At halftime it’s unsettling but if any team of the three is going to score two goals it’s going to be our team. I can’t imagine the other scenario.
The rest we’ve all relived many times by now. The phantom Panama goal. The ricocheted shot off the crossbar, off Ochoa and in for a freak own goal in Honduras. Pulisic’s last smash for a competitive U.S. team until 2019. Dempsey off the post. Trinidad and Tobago keeper Foncette making a number of wise saves and otherwise holding the box confidently. Panama breaks away for the win. The U.S. out of ideas. Out of energy. My son and I standing so close to the TV by now. Bradley jogging to the corner for the last chance. The team jogging even more slowly. I scream for them to move knowing that it’s not going to matter. Little Trinidad & Tobago playing for nothing but themselves and their few fans, wanting it much more.
My television turned from image to image, alternating between heartbreak and jubilation. I soaked in the beauty of the joy in Panama. I soaked in my pain and tried to imagine the pain in the players. What they have sacrificed. The amount of times they laced their spikes. But now Panama’s first ever trip to the World Cup. It was at the expense of our team, but what must that be like? The Honduran players not exactly sure what they had accomplished, but they were still alive.
In slow motion the ecstasy and heartbreak broken down by inches and the bad decisions caused by our human limits. And it hit me. What other sport so beautifully mirrors the extremes of our condition? From the mountains that are Tim Cahill headers to the back alleys that are Trinidad & Tobago pitches. Soccer is a place where the Davids take down the Goliaths. Where cultures collide and in unusual fashion celebrate together. Where anything is possible. Where absolute beauty in human form meets harsh reality on a regular basis. But it’s not a question of just pretty and ugly, of rich and poor, it’s about decisions of leaders and policies and resources and it goes all the way to how we teach our children. It shouldn’t matter this much but it does. I’m reminded of Milan Kundera’s brilliant book The Unbearable Lightness of Being and all we need to add to that title is “A Soccer Team.”
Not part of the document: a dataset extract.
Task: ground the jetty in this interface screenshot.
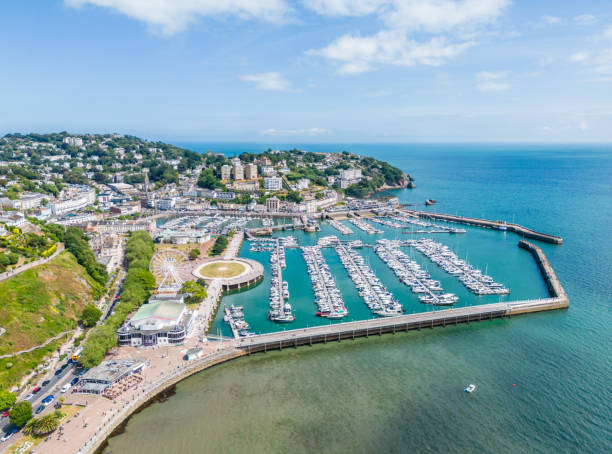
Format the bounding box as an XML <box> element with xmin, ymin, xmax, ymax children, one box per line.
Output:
<box><xmin>237</xmin><ymin>240</ymin><xmax>568</xmax><ymax>353</ymax></box>
<box><xmin>402</xmin><ymin>209</ymin><xmax>563</xmax><ymax>244</ymax></box>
By contrast, other American sports are too orchestrated, too protected to give us this same world view. Soccer isn't the controlled entertainment of basketball, in familiar arenas that are never too far from home. In other sports there is no Azteca, no exposure on a hostile field. Our soccer players have to move from their comfortable spaces and face the reality of the entire world. It’s not easy. We don’t give them enough credit because they are compensated to do it, but it can’t be a simple thing.
I stared far too long at the pundits on TV and at twitter to get a sense of how everyone was feeling. I knew yet I kept going. I finally fell asleep after midnight but I woke just an hour later, and the replays of the goals rolled through my head over and over. I was hoping I would wake from this double dream and be able to read that the U.S. was actually in the World Cup. But I knew this wasn’t the truth, even in my half sleep. And so for nearly 24 hours this sport whisked me around the world and challenged my comforts, amazed me and ended with what we all could only hope was a nightmare.
Why does it feel like there is so much lost when this is really so little? Can any other sport replicate what happened around the world last night? There are elements of these things in all sports. The beauty. The reality. The rich. The poor. The games decided by inches. But not with this scale. Not to these extremes. Not with this kind of painful randomness. I have watched my teams lose Superbowls and NBA finals but I cannot remember a night feeling so helpless, and then so awed by the sport that can make all this happen.